Palforzia-Rückzug erschwert Therapie bei Erdnussallergien – was kommt stattdessen?
Palforzia-Rückzug erschwert Therapie bei Erdnussallergien – was kommt stattdessen?
Urlaubszeit naht, doch Medikamente per Klick sind nicht immer die beste Lösung. Der Rückzug von Palforzia, dem ersten zugelassenen Medikament zur Erdnussallergie-Desensibilisierung, verringert die Behandlungsmöglichkeiten für Patienten und Ärzte bei der Bewältigung von Erdnussallergien. Der Hersteller Stallergenes Greer kündigte die Einstellung der Produktion an, betonte jedoch, dass die Entscheidung nicht mit Sicherheits- oder Qualitätsbedenken zusammenhänge. Patienten, die das Präparat derzeit anwenden, erhalten während der Übergangsphase Unterstützung.

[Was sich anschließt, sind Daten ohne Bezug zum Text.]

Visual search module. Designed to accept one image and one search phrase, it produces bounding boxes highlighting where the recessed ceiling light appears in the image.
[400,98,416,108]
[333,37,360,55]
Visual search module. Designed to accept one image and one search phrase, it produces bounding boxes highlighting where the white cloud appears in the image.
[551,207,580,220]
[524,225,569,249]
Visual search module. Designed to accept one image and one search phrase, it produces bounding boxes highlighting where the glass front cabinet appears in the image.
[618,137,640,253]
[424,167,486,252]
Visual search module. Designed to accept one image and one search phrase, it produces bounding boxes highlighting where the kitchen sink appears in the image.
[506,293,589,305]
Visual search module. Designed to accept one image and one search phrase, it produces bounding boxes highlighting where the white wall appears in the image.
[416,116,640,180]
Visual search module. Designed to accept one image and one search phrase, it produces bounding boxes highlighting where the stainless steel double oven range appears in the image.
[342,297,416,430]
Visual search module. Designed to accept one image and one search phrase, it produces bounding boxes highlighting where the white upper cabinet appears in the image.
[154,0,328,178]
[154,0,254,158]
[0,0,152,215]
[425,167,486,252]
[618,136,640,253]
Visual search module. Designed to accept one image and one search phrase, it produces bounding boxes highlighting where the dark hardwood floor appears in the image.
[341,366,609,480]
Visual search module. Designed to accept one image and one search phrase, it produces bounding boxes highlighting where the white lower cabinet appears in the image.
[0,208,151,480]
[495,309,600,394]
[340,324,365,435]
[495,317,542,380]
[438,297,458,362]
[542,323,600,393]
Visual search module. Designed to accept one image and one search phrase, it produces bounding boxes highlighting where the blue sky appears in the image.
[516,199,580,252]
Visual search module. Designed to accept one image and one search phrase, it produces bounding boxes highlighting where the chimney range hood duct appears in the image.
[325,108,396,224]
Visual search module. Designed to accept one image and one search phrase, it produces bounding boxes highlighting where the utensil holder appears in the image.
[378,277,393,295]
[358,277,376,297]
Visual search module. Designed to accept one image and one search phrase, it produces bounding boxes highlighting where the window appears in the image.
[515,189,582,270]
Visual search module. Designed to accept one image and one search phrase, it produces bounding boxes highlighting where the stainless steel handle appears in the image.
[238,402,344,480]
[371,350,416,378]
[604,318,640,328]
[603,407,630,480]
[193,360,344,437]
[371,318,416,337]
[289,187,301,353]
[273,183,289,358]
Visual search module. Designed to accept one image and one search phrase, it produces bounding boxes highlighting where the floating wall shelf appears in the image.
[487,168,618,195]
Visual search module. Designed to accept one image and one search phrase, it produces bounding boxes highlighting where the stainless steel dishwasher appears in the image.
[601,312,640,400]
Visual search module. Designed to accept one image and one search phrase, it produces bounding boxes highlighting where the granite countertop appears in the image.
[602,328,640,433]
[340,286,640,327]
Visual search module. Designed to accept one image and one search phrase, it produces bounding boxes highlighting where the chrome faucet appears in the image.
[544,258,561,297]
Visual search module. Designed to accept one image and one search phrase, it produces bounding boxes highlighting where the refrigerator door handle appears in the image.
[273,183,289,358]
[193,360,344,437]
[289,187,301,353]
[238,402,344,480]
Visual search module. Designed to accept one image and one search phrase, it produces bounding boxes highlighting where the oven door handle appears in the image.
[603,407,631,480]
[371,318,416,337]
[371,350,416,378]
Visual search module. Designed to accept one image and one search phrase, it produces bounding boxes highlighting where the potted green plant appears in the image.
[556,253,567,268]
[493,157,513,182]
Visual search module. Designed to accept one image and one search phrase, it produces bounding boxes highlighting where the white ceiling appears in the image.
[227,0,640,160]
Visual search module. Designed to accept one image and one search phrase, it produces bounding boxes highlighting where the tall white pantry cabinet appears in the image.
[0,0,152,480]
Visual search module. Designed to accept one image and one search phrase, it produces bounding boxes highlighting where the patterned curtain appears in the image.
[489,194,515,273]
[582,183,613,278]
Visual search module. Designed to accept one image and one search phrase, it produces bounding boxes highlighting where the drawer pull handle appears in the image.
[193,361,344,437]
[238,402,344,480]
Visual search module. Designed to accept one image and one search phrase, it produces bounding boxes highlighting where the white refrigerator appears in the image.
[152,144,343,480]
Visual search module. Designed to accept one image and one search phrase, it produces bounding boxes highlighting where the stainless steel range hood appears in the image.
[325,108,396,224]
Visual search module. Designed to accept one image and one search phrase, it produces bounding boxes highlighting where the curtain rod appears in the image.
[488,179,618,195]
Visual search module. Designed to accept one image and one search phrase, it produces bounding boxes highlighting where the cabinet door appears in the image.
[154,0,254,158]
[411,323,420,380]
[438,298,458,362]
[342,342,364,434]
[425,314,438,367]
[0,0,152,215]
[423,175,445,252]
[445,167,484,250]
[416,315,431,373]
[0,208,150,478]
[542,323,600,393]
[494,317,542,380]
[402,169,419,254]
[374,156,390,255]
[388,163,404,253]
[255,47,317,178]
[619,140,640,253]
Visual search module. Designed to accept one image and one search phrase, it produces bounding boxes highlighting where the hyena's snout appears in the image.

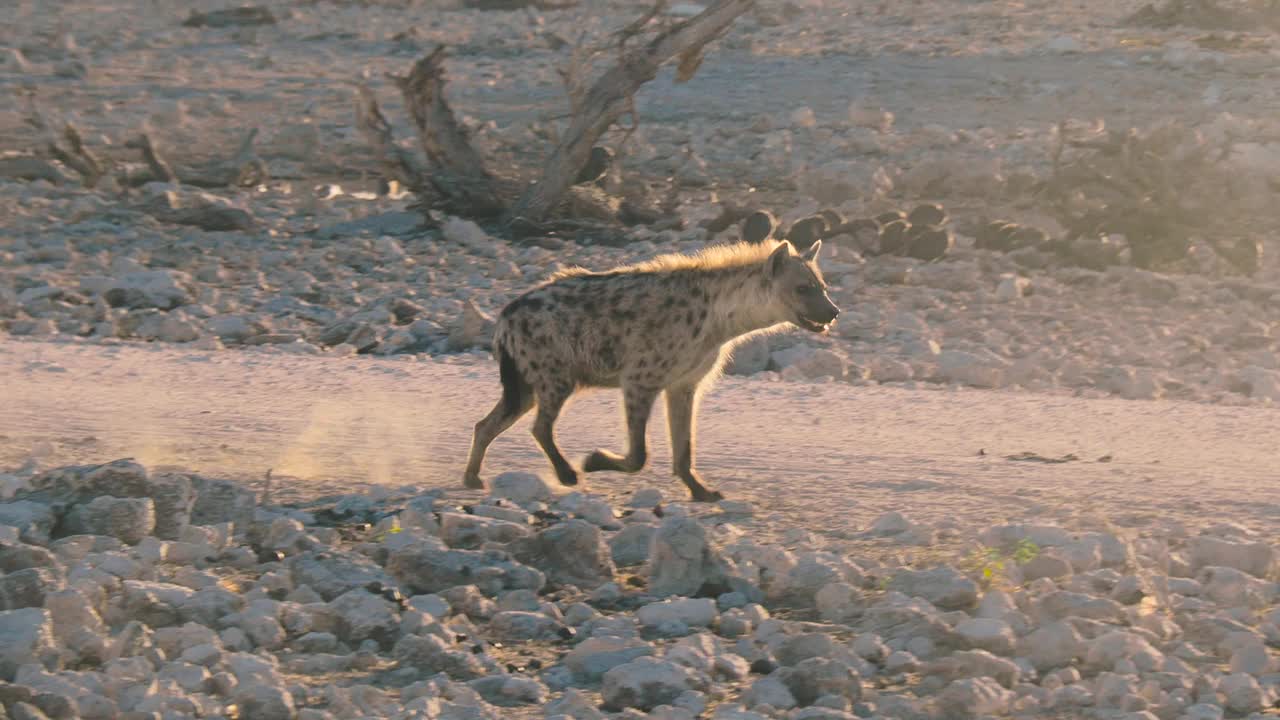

In der EU wurde Palforzia 2020 zugelassen und ein Jahr später in Deutschland auf den Markt gebracht. Das Medikament sollte Kindern ab vier Jahren helfen, eine Toleranz gegen Erdnüsse aufzubauen. Später wurde die Zulassung auf jüngere Kinder zwischen einem und drei Jahren ausgeweitet. Studien zeigten, dass 67–68 % der Anwender eine schützende Schwelle von 600 mg Erdnussprotein erreichten. Trotz dieser klinischen Erfolge stellte das Institut für Qualität und Wirtschaftlichkeit im Gesundheitswesen (IQWiG) infrage, ob das Medikament tatsächlich spürbare Vorteile gegenüber einer strikten Erdnussvermeidung biete. Auch der Gemeinsame Bundesausschuss (G-BA) kam zu dem Schluss, dass Palforzia im Vergleich zu einem abwartenden Vorgehen keinen nachgewiesenen Nutzen bringe.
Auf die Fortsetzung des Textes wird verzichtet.